Французская сюита
Шрифт:
Он внезапно оборвал игру и, посмотрев на нее, спросил:
— Вы плачете? — Она поспешно отерла влажные от слез глаза. — Простите, музыка способна на бестактность. Моя напомнила вам о… об отсутствующем?
— Нет, что вы! — невольно призналась она. — Нет, нет, совсем не в этом дело…
Они замолчали. Он опустил крышку пианино.
— После войны я вернусь, мадам. Позвольте мне вернуться. Все несогласия между Францией и Германией забудутся… по крайней мере лет на пятнадцать. Вы откроете мне дверь и не узнаете, потому что я буду в штатском. И тогда я скажу: я… немецкий офицер, вспомнили? У нас теперь мир, счастье, свобода. И я вас увезу. Да, мы уедем вместе. И я покажу вам много разных стран. Я буду тогда известным композитором, а вы такой же
— А что будет с вашей женой и моим мужем? — спросила она, силясь улыбнуться.
Он тихонько присвистнул:
— Кто может знать, что с ними будет! Да и с нами тоже. Но я говорю очень серьезно, мадам. Я вернусь.
— Поиграйте еще, — попросила она, немного помолчав.
— Нет, не буду. Слишком много музыки ist gefahrlich… опасно. А теперь побудьте светской дамой и пригласите меня выпить чашку чая.
— Во Франции нет больше чая, mein Herr. Я могу пригласить вас на бокал красного вина с бисквитом. Как вы на это смотрите?

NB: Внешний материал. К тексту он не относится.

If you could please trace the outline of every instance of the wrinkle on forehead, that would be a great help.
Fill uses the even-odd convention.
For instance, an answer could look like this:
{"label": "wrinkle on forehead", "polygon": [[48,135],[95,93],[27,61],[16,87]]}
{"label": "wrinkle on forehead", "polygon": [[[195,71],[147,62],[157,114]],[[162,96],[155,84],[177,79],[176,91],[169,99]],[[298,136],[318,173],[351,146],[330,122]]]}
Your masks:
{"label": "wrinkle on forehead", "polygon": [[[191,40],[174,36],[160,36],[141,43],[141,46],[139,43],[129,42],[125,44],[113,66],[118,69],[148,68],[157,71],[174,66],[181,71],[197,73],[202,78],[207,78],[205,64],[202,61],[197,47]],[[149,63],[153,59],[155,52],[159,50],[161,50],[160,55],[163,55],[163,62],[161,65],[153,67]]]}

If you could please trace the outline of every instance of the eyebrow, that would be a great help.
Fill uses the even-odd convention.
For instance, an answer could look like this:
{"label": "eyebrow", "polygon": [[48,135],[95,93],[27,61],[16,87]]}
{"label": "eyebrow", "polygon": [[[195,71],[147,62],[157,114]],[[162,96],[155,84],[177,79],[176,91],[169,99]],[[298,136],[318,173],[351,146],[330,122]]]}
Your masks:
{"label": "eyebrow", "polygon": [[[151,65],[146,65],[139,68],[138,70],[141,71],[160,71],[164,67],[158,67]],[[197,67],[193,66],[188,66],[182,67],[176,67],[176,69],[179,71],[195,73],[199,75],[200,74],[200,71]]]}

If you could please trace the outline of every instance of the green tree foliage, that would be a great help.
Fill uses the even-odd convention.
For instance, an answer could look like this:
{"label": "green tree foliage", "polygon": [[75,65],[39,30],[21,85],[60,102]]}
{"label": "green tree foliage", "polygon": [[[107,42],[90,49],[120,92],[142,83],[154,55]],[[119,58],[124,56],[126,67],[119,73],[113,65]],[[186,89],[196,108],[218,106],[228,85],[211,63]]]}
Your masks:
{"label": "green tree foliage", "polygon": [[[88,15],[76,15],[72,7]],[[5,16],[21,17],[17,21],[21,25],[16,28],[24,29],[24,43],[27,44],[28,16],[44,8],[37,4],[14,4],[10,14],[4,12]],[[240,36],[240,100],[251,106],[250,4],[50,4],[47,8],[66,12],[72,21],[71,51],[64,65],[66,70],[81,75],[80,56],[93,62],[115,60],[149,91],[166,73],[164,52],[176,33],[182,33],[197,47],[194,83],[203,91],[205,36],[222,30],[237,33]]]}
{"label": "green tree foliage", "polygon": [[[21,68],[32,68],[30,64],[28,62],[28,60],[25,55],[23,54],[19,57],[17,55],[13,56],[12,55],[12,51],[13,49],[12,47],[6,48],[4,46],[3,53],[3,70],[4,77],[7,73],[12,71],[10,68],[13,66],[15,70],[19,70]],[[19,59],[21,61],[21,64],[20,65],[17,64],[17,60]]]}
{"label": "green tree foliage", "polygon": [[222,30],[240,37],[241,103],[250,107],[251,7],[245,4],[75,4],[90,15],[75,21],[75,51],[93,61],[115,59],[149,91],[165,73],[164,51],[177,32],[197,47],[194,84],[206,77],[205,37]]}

— С восторгом. Только прошу вас, не зовите служанку. Позвольте мне помочь вам накрыть на стол. Скажите, где скатерти? В этом ящике? Позвольте мне выбрать самому, вы же знаете, до чего мы, немцы, бестактны. Я хотел бы вот эту розовую, нет, нет, белую с цветочками, вышитыми вами, не так ли?
— Мной.
— В остальном полагаюсь на вас.
— Очень рада, — рассмеялась она. — А где ваша собака? Что-то я ее больше не вижу.
— Собака уехала в отпуск. Вы же знаете, она принадлежит всему нашему полку, всем товарищам, один из них, Боннет, переводчик, на которого жаловался ваш деревенский знакомый, забрал ее с собой. Они поехали на три дня в Мюнхен, но новости по части нашей дислокации, думаю, заставят их вернуться.
— Кстати. Раз речь зашла о Боннете, вы с ним поговорили?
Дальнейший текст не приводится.